I wouldn't be surprised if there is such a system in the major cities and it simply hasn't come up yet because it's not been sufficiently important to the narrative. We know that Elend instittuted a controlled 'Snapping attempt' system during his reign so it wouldn't surprise me if this continued into the post-Catacendre world, even if the threshold has been lowered from where it used to be. As long as it's not so low that active intervention isn't necessary at all.

As for determining powers, I'm curious what the cost would be of instituting an appropriate test. You can find certain misting types fairly easily due to burning trace metals they'll encounter naturally (case in point, Vin managing to Soothe before she knew what she was doing) but for everything else you'd need a vial containing trace amounts of all the metals you want to test, for every candidate. I wonder what the economics of that would look like, especially for bendalloy.

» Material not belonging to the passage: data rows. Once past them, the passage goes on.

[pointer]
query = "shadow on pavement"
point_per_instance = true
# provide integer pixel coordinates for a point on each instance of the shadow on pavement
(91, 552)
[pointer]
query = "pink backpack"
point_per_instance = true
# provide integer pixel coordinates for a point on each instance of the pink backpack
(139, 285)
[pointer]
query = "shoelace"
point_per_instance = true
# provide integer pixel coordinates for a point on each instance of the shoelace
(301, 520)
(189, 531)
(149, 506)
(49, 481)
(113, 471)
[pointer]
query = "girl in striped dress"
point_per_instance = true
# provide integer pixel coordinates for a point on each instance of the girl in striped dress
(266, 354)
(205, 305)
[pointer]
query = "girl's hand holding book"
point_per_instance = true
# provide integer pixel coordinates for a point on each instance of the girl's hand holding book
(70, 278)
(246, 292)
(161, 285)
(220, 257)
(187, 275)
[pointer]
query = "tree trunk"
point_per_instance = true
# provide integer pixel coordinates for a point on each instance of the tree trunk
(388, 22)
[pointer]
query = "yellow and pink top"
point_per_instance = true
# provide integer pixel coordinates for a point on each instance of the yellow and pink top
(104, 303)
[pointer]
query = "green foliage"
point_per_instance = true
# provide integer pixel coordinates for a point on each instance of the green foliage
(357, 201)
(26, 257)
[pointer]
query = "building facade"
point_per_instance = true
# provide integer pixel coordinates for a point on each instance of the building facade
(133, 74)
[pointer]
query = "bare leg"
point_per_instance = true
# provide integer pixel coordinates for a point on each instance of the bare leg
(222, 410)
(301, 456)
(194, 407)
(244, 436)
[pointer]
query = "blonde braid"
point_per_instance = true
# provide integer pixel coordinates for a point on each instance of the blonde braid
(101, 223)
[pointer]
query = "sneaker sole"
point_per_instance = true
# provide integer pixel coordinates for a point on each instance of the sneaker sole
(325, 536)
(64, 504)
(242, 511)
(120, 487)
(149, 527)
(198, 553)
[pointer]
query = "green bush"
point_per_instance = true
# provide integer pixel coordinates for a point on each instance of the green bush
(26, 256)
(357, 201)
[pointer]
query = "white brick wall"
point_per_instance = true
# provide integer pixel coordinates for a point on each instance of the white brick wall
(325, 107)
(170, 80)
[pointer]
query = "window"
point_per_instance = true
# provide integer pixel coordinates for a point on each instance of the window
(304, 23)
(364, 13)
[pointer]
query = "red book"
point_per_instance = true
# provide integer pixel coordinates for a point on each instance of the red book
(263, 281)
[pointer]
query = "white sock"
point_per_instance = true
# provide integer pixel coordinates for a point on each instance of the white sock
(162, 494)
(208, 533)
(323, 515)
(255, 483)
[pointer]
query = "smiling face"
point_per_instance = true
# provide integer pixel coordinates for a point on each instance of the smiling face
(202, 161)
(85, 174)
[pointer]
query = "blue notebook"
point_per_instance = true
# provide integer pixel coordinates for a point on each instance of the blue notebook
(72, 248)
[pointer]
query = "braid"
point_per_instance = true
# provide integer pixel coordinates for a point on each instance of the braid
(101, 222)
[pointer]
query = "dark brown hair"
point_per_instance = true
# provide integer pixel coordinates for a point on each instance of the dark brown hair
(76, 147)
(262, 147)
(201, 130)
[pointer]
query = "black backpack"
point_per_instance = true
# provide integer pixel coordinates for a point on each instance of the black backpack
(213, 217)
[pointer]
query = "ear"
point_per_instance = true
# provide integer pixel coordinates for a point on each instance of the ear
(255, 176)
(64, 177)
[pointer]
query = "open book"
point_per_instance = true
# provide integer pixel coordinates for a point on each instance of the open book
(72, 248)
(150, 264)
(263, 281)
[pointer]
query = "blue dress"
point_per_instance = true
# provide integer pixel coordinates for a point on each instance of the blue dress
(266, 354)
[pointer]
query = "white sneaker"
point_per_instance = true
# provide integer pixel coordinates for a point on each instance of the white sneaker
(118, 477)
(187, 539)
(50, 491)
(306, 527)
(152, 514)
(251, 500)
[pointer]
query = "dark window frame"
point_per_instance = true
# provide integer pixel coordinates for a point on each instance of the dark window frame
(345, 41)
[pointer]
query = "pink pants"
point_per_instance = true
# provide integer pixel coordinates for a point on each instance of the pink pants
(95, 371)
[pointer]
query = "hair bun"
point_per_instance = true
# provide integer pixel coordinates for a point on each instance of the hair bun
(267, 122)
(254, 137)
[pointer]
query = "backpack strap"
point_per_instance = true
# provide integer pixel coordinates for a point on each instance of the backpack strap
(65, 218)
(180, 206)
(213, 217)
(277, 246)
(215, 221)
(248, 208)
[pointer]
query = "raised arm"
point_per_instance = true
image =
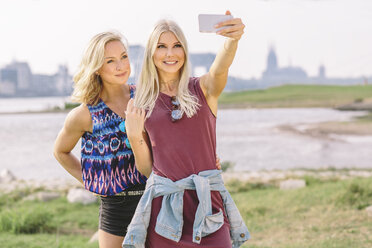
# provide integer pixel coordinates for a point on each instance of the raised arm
(138, 138)
(215, 80)
(77, 122)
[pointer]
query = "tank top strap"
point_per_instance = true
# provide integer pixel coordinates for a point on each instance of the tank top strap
(132, 90)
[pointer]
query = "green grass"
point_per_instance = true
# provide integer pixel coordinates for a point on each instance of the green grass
(298, 96)
(324, 214)
(35, 224)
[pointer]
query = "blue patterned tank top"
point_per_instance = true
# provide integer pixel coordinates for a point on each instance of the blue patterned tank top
(107, 163)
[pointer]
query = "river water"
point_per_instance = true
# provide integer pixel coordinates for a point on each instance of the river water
(248, 138)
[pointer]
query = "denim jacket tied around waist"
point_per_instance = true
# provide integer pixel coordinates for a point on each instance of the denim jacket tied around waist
(169, 221)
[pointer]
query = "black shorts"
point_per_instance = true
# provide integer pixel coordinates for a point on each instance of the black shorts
(116, 212)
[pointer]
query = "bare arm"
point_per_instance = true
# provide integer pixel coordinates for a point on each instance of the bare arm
(77, 122)
(215, 80)
(139, 141)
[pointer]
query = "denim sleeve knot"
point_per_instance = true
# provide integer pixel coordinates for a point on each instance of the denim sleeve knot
(169, 222)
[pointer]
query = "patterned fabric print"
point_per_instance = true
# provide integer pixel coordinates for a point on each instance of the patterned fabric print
(107, 164)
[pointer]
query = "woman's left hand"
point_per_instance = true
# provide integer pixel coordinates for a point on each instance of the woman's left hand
(134, 122)
(218, 163)
(233, 28)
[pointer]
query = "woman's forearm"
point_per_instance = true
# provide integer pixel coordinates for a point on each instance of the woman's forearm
(224, 58)
(142, 154)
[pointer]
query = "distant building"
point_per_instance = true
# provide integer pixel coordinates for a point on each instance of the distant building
(16, 79)
(274, 74)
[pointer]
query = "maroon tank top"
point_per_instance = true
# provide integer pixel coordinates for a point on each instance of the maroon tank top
(180, 149)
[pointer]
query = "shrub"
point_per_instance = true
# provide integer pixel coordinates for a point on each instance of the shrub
(356, 196)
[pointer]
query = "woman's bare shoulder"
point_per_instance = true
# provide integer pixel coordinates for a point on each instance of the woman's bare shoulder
(79, 118)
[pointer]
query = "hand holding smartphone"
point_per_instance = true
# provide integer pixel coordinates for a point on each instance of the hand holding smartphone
(207, 22)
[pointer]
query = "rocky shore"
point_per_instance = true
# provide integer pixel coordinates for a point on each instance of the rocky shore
(50, 189)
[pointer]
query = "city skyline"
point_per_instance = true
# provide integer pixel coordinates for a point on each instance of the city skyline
(305, 33)
(17, 78)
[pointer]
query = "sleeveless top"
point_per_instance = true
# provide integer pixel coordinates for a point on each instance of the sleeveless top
(180, 149)
(107, 164)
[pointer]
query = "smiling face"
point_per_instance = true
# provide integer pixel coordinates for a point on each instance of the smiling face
(169, 56)
(116, 66)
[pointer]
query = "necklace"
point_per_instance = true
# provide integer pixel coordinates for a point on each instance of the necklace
(176, 113)
(165, 105)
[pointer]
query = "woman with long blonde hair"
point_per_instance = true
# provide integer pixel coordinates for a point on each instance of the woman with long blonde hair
(185, 203)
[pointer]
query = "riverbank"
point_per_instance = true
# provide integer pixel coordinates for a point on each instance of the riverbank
(300, 96)
(329, 210)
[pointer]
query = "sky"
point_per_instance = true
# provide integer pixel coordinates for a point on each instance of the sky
(304, 33)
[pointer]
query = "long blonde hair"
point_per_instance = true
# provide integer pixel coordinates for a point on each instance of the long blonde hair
(88, 84)
(148, 85)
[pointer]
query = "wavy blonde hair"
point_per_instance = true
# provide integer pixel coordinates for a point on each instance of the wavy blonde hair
(87, 84)
(148, 85)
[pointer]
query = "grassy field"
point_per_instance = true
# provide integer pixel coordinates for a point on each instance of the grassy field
(322, 215)
(298, 96)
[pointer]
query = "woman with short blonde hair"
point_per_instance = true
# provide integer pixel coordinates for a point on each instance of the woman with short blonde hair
(107, 166)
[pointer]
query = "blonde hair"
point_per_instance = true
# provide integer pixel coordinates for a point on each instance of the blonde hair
(148, 85)
(87, 83)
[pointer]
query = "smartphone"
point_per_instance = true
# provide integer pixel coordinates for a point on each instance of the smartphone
(207, 22)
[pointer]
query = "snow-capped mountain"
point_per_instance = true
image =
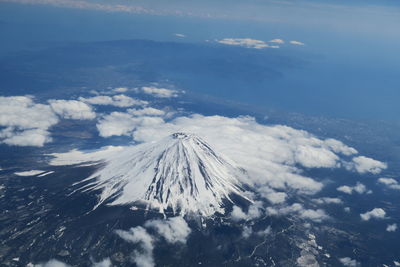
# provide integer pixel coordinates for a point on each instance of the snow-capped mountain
(180, 172)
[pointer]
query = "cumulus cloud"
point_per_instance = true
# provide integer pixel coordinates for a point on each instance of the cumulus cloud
(146, 112)
(72, 109)
(158, 92)
(390, 183)
(104, 263)
(50, 263)
(269, 153)
(254, 211)
(139, 235)
(174, 230)
(376, 213)
(297, 209)
(271, 195)
(358, 188)
(364, 165)
(391, 227)
(246, 42)
(296, 43)
(346, 261)
(120, 89)
(121, 123)
(26, 123)
(328, 200)
(121, 101)
(277, 41)
(273, 156)
(247, 232)
(29, 173)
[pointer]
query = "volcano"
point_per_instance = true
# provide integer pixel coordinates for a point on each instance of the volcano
(180, 173)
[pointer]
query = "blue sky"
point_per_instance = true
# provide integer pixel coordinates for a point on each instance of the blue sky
(351, 47)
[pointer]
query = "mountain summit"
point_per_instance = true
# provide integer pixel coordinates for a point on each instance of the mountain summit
(181, 172)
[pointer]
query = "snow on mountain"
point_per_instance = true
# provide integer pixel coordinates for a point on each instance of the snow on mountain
(180, 172)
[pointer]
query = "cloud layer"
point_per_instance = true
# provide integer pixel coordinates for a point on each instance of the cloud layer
(173, 230)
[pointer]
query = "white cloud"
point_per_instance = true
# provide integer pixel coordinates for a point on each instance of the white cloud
(376, 213)
(50, 263)
(30, 137)
(265, 232)
(268, 153)
(104, 263)
(364, 165)
(139, 235)
(174, 230)
(146, 112)
(26, 122)
(296, 43)
(247, 231)
(272, 196)
(72, 109)
(120, 89)
(328, 200)
(318, 215)
(254, 212)
(390, 182)
(120, 123)
(391, 227)
(307, 260)
(121, 101)
(358, 188)
(159, 92)
(272, 155)
(29, 173)
(238, 214)
(277, 41)
(346, 261)
(246, 42)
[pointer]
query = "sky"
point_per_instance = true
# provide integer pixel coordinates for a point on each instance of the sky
(350, 46)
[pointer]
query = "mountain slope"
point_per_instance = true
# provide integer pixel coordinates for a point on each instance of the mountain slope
(180, 172)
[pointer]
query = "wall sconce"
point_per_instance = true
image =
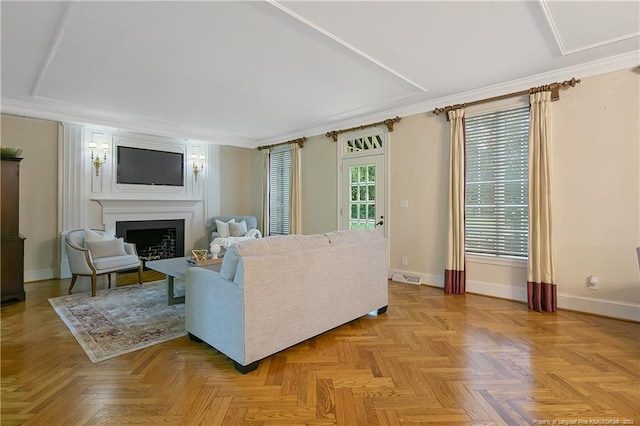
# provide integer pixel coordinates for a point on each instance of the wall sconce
(95, 159)
(197, 169)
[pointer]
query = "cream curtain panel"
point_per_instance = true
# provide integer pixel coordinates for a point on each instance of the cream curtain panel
(541, 287)
(265, 192)
(296, 195)
(454, 274)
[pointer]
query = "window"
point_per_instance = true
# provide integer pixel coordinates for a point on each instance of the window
(279, 191)
(496, 192)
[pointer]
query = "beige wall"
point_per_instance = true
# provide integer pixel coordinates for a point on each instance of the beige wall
(596, 166)
(38, 190)
(236, 194)
(596, 194)
(319, 185)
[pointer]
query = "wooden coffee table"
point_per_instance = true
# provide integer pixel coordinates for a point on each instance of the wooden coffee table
(175, 268)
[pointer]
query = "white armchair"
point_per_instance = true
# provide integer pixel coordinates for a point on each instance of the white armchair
(98, 255)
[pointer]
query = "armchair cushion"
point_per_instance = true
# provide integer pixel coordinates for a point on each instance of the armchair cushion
(128, 261)
(92, 236)
(107, 248)
(224, 227)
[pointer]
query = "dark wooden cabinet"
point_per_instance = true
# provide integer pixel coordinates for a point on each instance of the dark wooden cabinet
(11, 241)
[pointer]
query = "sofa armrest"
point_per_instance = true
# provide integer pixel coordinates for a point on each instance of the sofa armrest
(214, 311)
(130, 248)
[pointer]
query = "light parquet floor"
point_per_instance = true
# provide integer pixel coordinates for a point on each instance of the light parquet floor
(431, 359)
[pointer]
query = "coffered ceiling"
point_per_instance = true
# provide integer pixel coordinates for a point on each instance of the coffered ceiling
(252, 73)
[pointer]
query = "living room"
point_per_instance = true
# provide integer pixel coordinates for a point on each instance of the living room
(596, 191)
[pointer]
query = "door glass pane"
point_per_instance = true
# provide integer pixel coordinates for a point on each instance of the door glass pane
(363, 190)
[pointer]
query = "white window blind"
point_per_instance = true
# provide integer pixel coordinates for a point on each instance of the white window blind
(496, 192)
(280, 191)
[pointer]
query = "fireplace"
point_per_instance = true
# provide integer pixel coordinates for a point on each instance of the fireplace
(154, 239)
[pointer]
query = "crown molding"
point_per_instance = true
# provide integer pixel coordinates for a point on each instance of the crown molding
(61, 111)
(589, 69)
(58, 111)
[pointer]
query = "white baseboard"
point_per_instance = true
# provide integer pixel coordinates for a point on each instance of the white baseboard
(588, 305)
(427, 279)
(39, 275)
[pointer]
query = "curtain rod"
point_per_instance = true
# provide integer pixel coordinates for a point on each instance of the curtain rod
(389, 122)
(299, 141)
(554, 87)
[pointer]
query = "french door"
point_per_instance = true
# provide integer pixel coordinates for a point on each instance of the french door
(364, 192)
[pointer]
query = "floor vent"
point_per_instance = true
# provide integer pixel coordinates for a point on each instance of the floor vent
(406, 278)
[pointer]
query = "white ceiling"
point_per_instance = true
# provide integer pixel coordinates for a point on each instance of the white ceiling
(253, 73)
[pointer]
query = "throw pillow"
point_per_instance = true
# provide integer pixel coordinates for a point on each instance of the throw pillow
(106, 248)
(238, 229)
(223, 227)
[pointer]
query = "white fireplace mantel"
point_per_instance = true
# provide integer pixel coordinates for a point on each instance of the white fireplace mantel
(123, 209)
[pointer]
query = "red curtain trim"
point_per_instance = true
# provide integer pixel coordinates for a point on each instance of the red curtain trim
(454, 281)
(543, 297)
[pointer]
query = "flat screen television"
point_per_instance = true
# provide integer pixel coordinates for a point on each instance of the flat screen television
(139, 166)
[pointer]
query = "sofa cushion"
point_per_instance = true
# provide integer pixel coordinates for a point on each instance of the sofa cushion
(238, 229)
(106, 248)
(230, 263)
(223, 228)
(353, 236)
(268, 245)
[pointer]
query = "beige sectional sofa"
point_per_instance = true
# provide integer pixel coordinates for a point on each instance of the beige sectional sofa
(275, 292)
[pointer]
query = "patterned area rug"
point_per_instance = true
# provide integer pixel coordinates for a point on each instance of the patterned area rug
(121, 320)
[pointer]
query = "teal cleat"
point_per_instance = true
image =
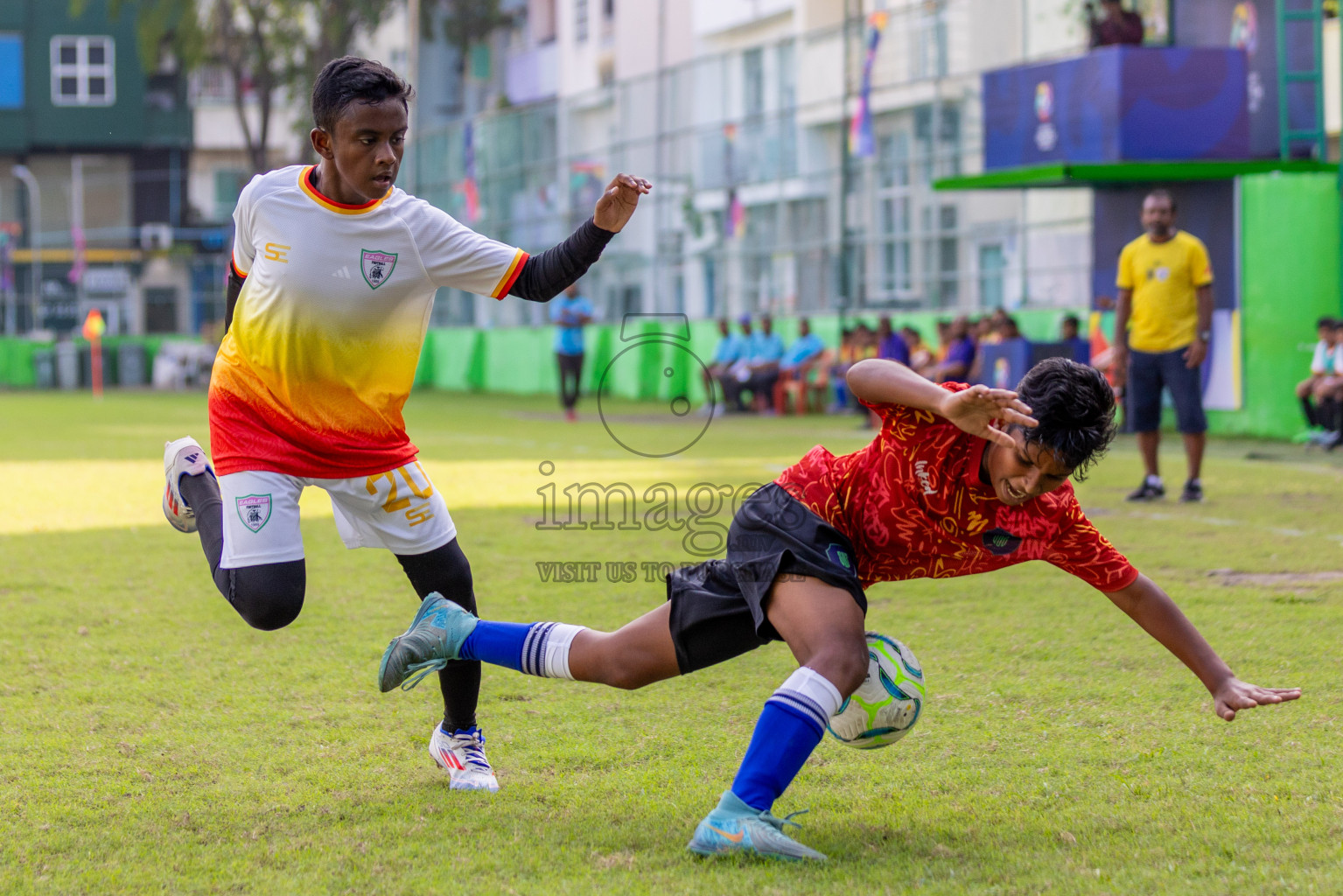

In any case, I expect we'll get some information on this either in The Lost Metal or once we hit Era 3. Or someone could ask Brandon.

4 hours ago, Isilel said:

Just wanted to say that keeping track of genealogy is probably not that helpful, because according to Ars Arcanum of the Second Era books each of the god metals and their alloys build 2 more groups of 16 metals each. So, 31 additional metals all in all, that have their own Mistings and Ferrings

There probably aren't naturally-occurring mistings of any godmetal alloys. Atium mistings exist because Preservation tweaked the system to ensure that his plan to keep the atium cache from Ruin worked out. That required that there be atium mistings and that the numbers of people who came down with the mist sickness worked out to create the pattern of sixteens. He apparently did this by bumping out another metal that nobody would notice missing. Brandon's answered various ways on what this is, but has been pretty consistent about it being a metal that would have been difficult or impossible to obtain at that time. Once Harmony Ascended, he could change the system back and there would be no more atium mistings and presumably, no mistings for the many possible alloys involving it and/or lerasium.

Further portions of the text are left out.